Der Coup 2026: Ein alter Bekannter schlägt zurück
Für die größte Überraschung sorgte ausgerechnet die jüngste Staffel. Gewinner der 22. Ausgabe wurde Menowin Fröhlich – ein Name, den DSDS-Fans seit Langem kennen. Der heute 38-jährige Würzburger hatte bereits 2005 und 2010 an der Show teilgenommen und war 2010 nur knapp am Titel vorbeigeschrammt, als er hinter Mehrzad Marashi Vizemeister wurde.

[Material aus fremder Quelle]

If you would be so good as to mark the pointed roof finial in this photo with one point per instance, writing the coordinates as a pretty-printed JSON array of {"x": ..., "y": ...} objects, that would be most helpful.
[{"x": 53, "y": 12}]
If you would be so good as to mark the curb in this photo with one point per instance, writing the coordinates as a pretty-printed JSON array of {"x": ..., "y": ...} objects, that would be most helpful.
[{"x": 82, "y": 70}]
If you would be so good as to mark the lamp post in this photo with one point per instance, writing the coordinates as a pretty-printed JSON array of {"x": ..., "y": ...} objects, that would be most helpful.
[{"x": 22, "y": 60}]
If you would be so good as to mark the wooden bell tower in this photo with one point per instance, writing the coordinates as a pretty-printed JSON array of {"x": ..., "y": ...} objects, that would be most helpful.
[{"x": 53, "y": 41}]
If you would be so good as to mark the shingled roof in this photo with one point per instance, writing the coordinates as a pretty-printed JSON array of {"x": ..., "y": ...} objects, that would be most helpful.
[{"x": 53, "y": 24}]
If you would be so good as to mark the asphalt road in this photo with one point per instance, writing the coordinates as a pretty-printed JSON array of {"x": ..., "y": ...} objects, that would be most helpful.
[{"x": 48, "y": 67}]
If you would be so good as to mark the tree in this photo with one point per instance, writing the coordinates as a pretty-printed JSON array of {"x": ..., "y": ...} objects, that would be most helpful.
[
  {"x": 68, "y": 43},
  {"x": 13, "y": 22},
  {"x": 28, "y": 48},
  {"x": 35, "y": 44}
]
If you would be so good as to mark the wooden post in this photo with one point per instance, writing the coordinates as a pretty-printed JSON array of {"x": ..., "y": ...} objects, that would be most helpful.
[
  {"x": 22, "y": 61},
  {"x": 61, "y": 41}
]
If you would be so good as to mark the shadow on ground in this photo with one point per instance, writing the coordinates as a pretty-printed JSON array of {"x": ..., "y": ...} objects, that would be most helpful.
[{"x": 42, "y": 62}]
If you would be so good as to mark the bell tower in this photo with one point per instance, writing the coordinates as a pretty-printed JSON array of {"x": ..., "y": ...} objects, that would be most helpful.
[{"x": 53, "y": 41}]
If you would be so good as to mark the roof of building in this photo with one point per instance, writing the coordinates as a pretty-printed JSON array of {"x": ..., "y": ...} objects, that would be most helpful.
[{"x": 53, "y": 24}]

2026 kehrte er auf ungewöhnlichem Weg zurück: Eigentlich begleitete er seine Tochter zum Casting – und stand am Ende selbst im Finale. Am 9. Mai 2026 setzte sich Fröhlich in den Kölner MMC-Studios mit Michael Jacksons „Billie Jean“ und 56,52 Prozent der Zuschauerstimmen klar durch, deutlich vor Constance Dizendorf mit 30,30 Prozent. Als Sieger erhielt er 100.000 Euro und einen Plattenvertrag; sein Siegersong trägt den Titel „Mercy On Me“.
„Vom Vizemeister von 2010 zum Superstar von 2026: Menowin Fröhlichs Sieg im dritten Anlauf ist einer der ungewöhnlichsten Titelgewinne in 22 Staffeln DSDS.“
Rückblick auf das DSDS-Finale 2026
Damit reiht sich ein weiterer, ganz eigener Karriereweg in die lange Liste der DSDS-Sieger ein. Von Alexander Klaws bis Menowin Fröhlich zeigt die Show nach über zwei Jahrzehnten, dass sie noch immer für Geschichten gut ist, die niemand kommen sieht.